Incidente em Feira de Ciências Choca Pais
Uma cena alarmante no Colégio Tamandaré, durante a feira de ciências no Recreio dos Bandeirantes, gerou preocupação entre pais e alunos. Uma criança estava realizando testes de glicose em outras crianças, utilizando lancetas que já haviam sido usadas em até três pessoas diferentes. Essa situação levou a um desespero silencioso entre os responsáveis, que temem pelas consequências para a saúde de seus filhos.
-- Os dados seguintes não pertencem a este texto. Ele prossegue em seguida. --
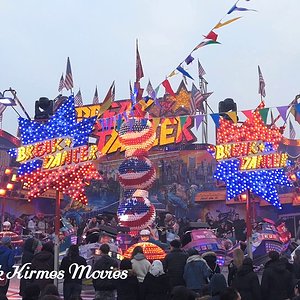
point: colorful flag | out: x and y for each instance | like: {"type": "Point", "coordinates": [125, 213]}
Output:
{"type": "Point", "coordinates": [139, 67]}
{"type": "Point", "coordinates": [69, 78]}
{"type": "Point", "coordinates": [261, 86]}
{"type": "Point", "coordinates": [61, 83]}
{"type": "Point", "coordinates": [184, 72]}
{"type": "Point", "coordinates": [292, 131]}
{"type": "Point", "coordinates": [96, 98]}
{"type": "Point", "coordinates": [201, 71]}
{"type": "Point", "coordinates": [219, 25]}
{"type": "Point", "coordinates": [78, 99]}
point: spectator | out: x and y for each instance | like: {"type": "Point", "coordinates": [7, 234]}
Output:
{"type": "Point", "coordinates": [127, 289]}
{"type": "Point", "coordinates": [211, 259]}
{"type": "Point", "coordinates": [230, 294]}
{"type": "Point", "coordinates": [31, 246]}
{"type": "Point", "coordinates": [7, 260]}
{"type": "Point", "coordinates": [276, 280]}
{"type": "Point", "coordinates": [246, 281]}
{"type": "Point", "coordinates": [105, 288]}
{"type": "Point", "coordinates": [217, 285]}
{"type": "Point", "coordinates": [156, 283]}
{"type": "Point", "coordinates": [196, 272]}
{"type": "Point", "coordinates": [238, 258]}
{"type": "Point", "coordinates": [44, 261]}
{"type": "Point", "coordinates": [72, 286]}
{"type": "Point", "coordinates": [174, 264]}
{"type": "Point", "coordinates": [140, 265]}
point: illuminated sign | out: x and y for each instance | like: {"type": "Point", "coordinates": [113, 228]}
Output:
{"type": "Point", "coordinates": [57, 153]}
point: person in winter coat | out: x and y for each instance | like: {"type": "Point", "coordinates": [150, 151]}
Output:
{"type": "Point", "coordinates": [277, 281]}
{"type": "Point", "coordinates": [174, 264]}
{"type": "Point", "coordinates": [211, 259]}
{"type": "Point", "coordinates": [7, 260]}
{"type": "Point", "coordinates": [31, 246]}
{"type": "Point", "coordinates": [246, 281]}
{"type": "Point", "coordinates": [43, 261]}
{"type": "Point", "coordinates": [196, 272]}
{"type": "Point", "coordinates": [238, 258]}
{"type": "Point", "coordinates": [127, 289]}
{"type": "Point", "coordinates": [156, 283]}
{"type": "Point", "coordinates": [72, 286]}
{"type": "Point", "coordinates": [105, 288]}
{"type": "Point", "coordinates": [217, 285]}
{"type": "Point", "coordinates": [140, 265]}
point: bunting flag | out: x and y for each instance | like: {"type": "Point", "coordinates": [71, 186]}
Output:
{"type": "Point", "coordinates": [69, 77]}
{"type": "Point", "coordinates": [232, 115]}
{"type": "Point", "coordinates": [78, 99]}
{"type": "Point", "coordinates": [261, 84]}
{"type": "Point", "coordinates": [219, 25]}
{"type": "Point", "coordinates": [168, 87]}
{"type": "Point", "coordinates": [198, 120]}
{"type": "Point", "coordinates": [264, 114]}
{"type": "Point", "coordinates": [201, 71]}
{"type": "Point", "coordinates": [292, 131]}
{"type": "Point", "coordinates": [96, 98]}
{"type": "Point", "coordinates": [61, 83]}
{"type": "Point", "coordinates": [282, 111]}
{"type": "Point", "coordinates": [139, 67]}
{"type": "Point", "coordinates": [184, 72]}
{"type": "Point", "coordinates": [189, 59]}
{"type": "Point", "coordinates": [216, 119]}
{"type": "Point", "coordinates": [235, 8]}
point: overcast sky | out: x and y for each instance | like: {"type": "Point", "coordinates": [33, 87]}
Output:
{"type": "Point", "coordinates": [99, 36]}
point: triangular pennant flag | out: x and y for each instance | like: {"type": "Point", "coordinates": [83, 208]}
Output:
{"type": "Point", "coordinates": [219, 25]}
{"type": "Point", "coordinates": [182, 120]}
{"type": "Point", "coordinates": [282, 110]}
{"type": "Point", "coordinates": [198, 119]}
{"type": "Point", "coordinates": [264, 114]}
{"type": "Point", "coordinates": [184, 72]}
{"type": "Point", "coordinates": [168, 87]}
{"type": "Point", "coordinates": [233, 116]}
{"type": "Point", "coordinates": [216, 119]}
{"type": "Point", "coordinates": [248, 113]}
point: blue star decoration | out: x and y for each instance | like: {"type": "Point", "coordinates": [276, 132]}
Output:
{"type": "Point", "coordinates": [62, 124]}
{"type": "Point", "coordinates": [261, 182]}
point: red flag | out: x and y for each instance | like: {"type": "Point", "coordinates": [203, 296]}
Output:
{"type": "Point", "coordinates": [139, 67]}
{"type": "Point", "coordinates": [168, 87]}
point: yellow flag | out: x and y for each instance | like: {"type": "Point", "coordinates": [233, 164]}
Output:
{"type": "Point", "coordinates": [233, 116]}
{"type": "Point", "coordinates": [219, 25]}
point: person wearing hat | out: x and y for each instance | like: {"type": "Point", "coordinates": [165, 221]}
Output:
{"type": "Point", "coordinates": [7, 260]}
Entre os depoimentos, um pai relatou que sua filha optou por não participar devido ao medo de ser furada. “O que mais me chamou a atenção foi a mistura de crianças e a falta de cuidados com a esterilização dos equipamentos”, desabafou. A situação se tornou ainda mais grave quando uma mãe expressou a angústia de seu filho de 12 anos, que repetidamente pergunta: “Mãe, eu vou morrer?”.
Busca por Atendimento e Preocupações com a Saúde
Até o domingo seguinte ao evento, pelo menos 23 pessoas buscaram atendimento médico, com 20 delas no Hospital Municipal Lourenço Jorge. A escola, por sua vez, informou que outros três alunos procuraram unidades de saúde particulares. Os pais se sentem injustamente deixados à mercê de uma experiência que deveria ter sido segura.
Uma mãe relatou ter registrado um boletim de ocorrência pela internet após sua filha retornar do hospital em estado de desespero, preocupada com a possibilidade de contrair doenças como HIV. Outro pai também ressaltou a responsabilidade da escola e da mãe da estudante responsável pelo teste, que estava presente durante a testagem.
Reações da Escola e Providências Tomadas
O vice-diretor-geral do colégio, Antonio Henrique, esclareceu que o uso do equipamento foi feito sem autorização e que a intenção era apenas apresentar o aparelho. Ele afirmou que todos os testes realizados foram negativos e garantiu que a equipe da escola interrompeu a atividade assim que percebeu o que estava acontecendo.
Profissionais de saúde do Centro Municipal de Saúde Harvey Ribeiro de Souza Filho estarão disponíveis na escola para orientar as famílias afetadas. A direção do colégio informou que testes médicos estarão disponíveis, mas não de forma imediata. A situação chamou a atenção até mesmo de especialistas que nunca tinham ouvido falar de algo semelhante em suas longas carreiras.
Investigação em Andamento
A Polícia Civil já registrou o ocorrido e está ouvindo testemunhas para conduzir uma investigação. O caso levanta questões importantes sobre os cuidados e supervisões necessárias em ambientes escolares, destacando a urgência de protocolos rigorosos para a segurança dos alunos em eventos educacionais.